This was brought home to me one day when my daughter, age 9, asked me, “Dad, why is there a naked woman on the computer?” She had been searching for a book, I don’t recall what, but the search result had returned a website that certainly had nothing to do with children’s literature. Incidents like this happen because unscrupulous adult website operators seek to trick search engines into indexing their site as “relevant” for a particular keyword in order to drive traffic and increase advertising revenue. They also go after common misspellings of words. I had naively thought that my daughter only spent her time online playing games at tomogatchitown and sproutletsgrow.com. I was wrong. She was using Google to search topics of interest to her. And I should have already known this—I was the one who had shown her how to use Google in the first place. It was time to install some filtering software and talk to her about the Internet’s ugly side.

Internet filtering software filters out content by categories and keywords.

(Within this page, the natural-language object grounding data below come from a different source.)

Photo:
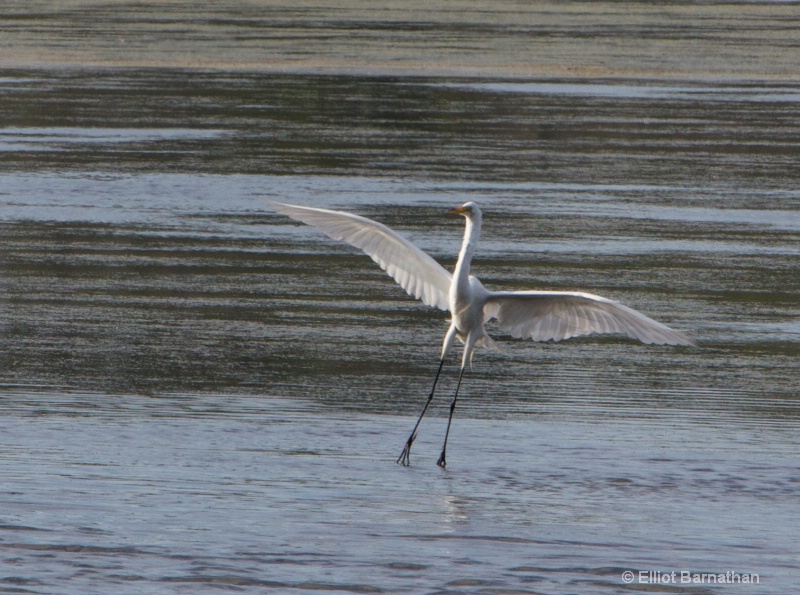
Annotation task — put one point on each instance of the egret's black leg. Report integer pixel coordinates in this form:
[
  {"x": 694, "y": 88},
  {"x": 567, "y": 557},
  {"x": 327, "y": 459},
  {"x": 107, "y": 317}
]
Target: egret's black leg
[
  {"x": 405, "y": 456},
  {"x": 442, "y": 462}
]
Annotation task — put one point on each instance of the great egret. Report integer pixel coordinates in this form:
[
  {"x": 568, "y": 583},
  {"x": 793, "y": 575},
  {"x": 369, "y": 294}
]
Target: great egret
[{"x": 537, "y": 315}]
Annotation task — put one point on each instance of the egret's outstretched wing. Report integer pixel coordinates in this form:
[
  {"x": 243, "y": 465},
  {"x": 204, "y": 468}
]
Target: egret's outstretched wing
[
  {"x": 554, "y": 315},
  {"x": 415, "y": 271}
]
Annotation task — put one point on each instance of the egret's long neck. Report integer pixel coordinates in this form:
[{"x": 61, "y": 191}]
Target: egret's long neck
[{"x": 461, "y": 275}]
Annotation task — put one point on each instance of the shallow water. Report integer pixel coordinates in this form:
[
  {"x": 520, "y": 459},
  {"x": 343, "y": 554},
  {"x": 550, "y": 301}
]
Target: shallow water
[{"x": 197, "y": 395}]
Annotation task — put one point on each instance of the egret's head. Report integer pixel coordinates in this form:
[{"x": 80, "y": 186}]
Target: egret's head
[{"x": 468, "y": 209}]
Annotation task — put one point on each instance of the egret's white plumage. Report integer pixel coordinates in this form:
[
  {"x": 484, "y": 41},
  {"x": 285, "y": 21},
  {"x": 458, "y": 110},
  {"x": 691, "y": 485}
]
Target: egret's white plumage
[{"x": 537, "y": 315}]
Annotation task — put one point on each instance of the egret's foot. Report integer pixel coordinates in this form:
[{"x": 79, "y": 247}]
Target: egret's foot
[{"x": 405, "y": 457}]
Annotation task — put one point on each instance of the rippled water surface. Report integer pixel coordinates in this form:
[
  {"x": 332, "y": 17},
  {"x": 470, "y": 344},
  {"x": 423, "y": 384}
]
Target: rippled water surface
[{"x": 198, "y": 395}]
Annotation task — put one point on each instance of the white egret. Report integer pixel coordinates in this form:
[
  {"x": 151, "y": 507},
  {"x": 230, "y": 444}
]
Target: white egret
[{"x": 537, "y": 315}]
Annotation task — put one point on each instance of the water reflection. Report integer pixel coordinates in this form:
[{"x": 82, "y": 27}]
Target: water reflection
[{"x": 198, "y": 393}]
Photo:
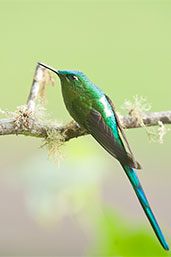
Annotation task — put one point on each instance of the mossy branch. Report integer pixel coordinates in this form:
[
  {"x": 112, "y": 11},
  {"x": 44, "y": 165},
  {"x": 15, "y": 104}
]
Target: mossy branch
[{"x": 24, "y": 121}]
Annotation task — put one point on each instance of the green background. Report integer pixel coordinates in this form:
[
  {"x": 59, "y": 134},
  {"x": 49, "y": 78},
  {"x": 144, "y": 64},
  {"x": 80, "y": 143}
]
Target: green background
[{"x": 85, "y": 205}]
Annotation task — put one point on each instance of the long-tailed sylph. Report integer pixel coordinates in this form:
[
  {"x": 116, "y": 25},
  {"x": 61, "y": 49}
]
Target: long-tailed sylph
[{"x": 94, "y": 111}]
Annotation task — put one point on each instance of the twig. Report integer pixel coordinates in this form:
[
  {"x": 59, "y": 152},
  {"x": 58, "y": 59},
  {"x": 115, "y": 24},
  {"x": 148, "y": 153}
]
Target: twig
[
  {"x": 38, "y": 78},
  {"x": 25, "y": 123},
  {"x": 71, "y": 130}
]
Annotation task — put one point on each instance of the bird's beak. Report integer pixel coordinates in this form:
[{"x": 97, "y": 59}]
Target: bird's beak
[{"x": 49, "y": 68}]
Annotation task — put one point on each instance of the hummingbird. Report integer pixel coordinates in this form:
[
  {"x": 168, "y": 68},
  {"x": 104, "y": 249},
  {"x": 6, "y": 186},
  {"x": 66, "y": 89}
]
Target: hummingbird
[{"x": 93, "y": 110}]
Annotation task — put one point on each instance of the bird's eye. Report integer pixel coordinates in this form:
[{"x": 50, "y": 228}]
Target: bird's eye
[{"x": 72, "y": 77}]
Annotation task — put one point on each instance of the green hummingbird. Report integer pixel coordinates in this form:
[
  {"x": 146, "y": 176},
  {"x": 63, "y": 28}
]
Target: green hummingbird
[{"x": 93, "y": 110}]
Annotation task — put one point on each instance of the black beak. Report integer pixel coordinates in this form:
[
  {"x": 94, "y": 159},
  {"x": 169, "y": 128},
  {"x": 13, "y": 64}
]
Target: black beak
[{"x": 49, "y": 68}]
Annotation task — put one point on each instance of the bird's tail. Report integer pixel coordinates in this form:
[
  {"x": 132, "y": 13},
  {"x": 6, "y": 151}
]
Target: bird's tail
[{"x": 145, "y": 205}]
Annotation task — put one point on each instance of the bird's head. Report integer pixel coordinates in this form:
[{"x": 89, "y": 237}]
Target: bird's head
[{"x": 71, "y": 78}]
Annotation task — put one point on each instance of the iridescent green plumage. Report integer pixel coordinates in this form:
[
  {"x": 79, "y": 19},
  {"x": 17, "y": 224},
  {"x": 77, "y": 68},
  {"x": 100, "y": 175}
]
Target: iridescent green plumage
[{"x": 93, "y": 111}]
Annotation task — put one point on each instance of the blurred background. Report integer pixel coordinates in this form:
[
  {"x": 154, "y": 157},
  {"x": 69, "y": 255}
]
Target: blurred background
[{"x": 85, "y": 205}]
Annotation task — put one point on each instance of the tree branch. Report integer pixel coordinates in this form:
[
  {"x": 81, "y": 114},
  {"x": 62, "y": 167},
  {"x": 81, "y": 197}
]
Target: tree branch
[{"x": 24, "y": 122}]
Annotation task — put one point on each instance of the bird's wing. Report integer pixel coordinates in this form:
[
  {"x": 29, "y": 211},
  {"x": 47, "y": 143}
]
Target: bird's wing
[
  {"x": 103, "y": 134},
  {"x": 121, "y": 130}
]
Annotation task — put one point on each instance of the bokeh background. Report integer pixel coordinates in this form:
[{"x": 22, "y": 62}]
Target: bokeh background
[{"x": 85, "y": 205}]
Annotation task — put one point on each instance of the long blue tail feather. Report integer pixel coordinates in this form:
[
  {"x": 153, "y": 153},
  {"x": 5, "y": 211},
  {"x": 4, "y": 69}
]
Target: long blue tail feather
[{"x": 145, "y": 205}]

For example, “Pornography” is a category common to all Internet filtering software packages. Basically, this is a database of known pornographic websites that gets continuously updated as new porn sites pop up every 24 hours on the World Wide Web. If the site you’re going to—either intentionally or unintentionally—is on the list, it’s blocked. Keyword filtering is a bit trickier. It blocks sites based on an algorithm that analyzes the text of a site. For example, if the word “sex” is found a dozen times, the site will be blocked.

While Internet filtering software can be useful for protecting young children from inadvertently ending up at pornographic websites, it can also protect hormonally-driven teenagers—most notably boys—from themselves. “Well, boys will be boys,” you might say. Well, that may be so, but the Internet is not your father’s steamer trunk and your computer might get hosed during their journey into the Internet’s red-light district. I’d seen this before. Some time ago, my neighbor knocked at my door. “Scott, there’s something very wrong with my computer.” This is what happens on a Saturday morning when your neighbors know that you’re home and that you know something about computers.

My neighbor’s computer had become a pornucopia of naked women popping up on screen every 30 seconds. He had likely been the victim of a “drive-by download.” This is when an unscrupulous website exploits operating system and web-browser security holes in order to install software on your computer. It’s important to remember that while your computer is connected to a website, that website is also connected to your computer.

I cleaned up my neighbor’s computer and gave him the bad news. The system infiltration occurred sometime between 12:30 and 1:30 a.m. I listed the various pornographic websites that had been visited. I told him that it was highly likely that one of those sites was the one that had hijacked his computer system. A menacing look came over his face. He explained to me that his teenage son had had a sleep-over that night and all the boys had been closed in the room with the computer. We both knew what had happened.

“Well,” I said.

“I’m going to kill him,” he said.

I suppose that’s one type of parenting plan. Another would be to install Internet filtering software on your home computer and talk to your kids.